O governo canadense reagiu imediatamente ao anúncio das novas tarifas americanas, classificando a medida como uma ação comercial unilateral dos Estados Unidos. O primeiro-ministro Mark Carney informou que o país adotou tarifas equivalentes em resposta às decisões de Washington, ressaltando que a medida está amparada pelo direito internacional.
Em nota, Carney afirmou que o Canadá continuará tomando todas as medidas necessárias para proteger trabalhadores, agricultores, empresas e famílias canadenses, ao mesmo tempo em que reforçou o compromisso com uma saída negociada para o conflito.
“O Canadá acredita nos benefícios do comércio livre e justo”, declarou o premiê, lembrando que o país firmou mais de 20 novas parcerias econômicas e de segurança desde a posse de seu governo.
Segundo ele, a guerra tarifária elevou os custos para as famílias, especialmente nos Estados Unidos, e Ottawa permanece disposta a trabalhar para resolver as divergências de forma mutuamente benéfica.

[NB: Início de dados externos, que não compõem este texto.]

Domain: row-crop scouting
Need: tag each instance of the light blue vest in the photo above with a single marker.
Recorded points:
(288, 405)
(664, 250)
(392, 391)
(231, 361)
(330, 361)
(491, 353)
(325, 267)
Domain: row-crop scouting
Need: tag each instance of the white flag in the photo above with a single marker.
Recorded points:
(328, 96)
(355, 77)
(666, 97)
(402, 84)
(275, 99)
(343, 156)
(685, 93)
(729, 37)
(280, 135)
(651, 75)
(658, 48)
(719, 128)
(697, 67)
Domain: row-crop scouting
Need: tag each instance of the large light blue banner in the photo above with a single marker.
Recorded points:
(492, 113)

O primeiro-ministro também destacou que as relações comerciais entre os dois países vêm sendo alteradas há cerca de 18 meses, inclusive em temas ligados ao Acordo Estados Unidos-México-Canadá (USMCA), tratado que rege o livre comércio na América do Norte.
No início deste mês, Trump rejeitou a renovação do USMCA nos moldes atuais. Em resposta, o Canadá apresentou propostas para atualizar o acordo e superar o impasse, enquanto Carney sinalizou que pretende intensificar as negociações com Washington nas próximas semanas.
Os Estados Unidos anunciaram uma nova escalada na disputa comercial com o Canadá ao impor uma sobretaxa adicional de 50% sobre uma série de produtos canadenses, com entrada em vigor prevista para 19 de agosto. A medida foi anunciada pelo presidente Donald Trump e, segundo a Casa Branca, tem como objetivo responder ao que o governo americano classifica como um tratamento discriminatório aos produtos dos EUA.
As três proclamações assinadas por Trump foram fundamentadas na Seção 338 da Lei Tarifária de 1930, dispositivo que permite ao Executivo americano aplicar tarifas retaliatórias contra países considerados discriminatórios em relação às exportações dos Estados Unidos.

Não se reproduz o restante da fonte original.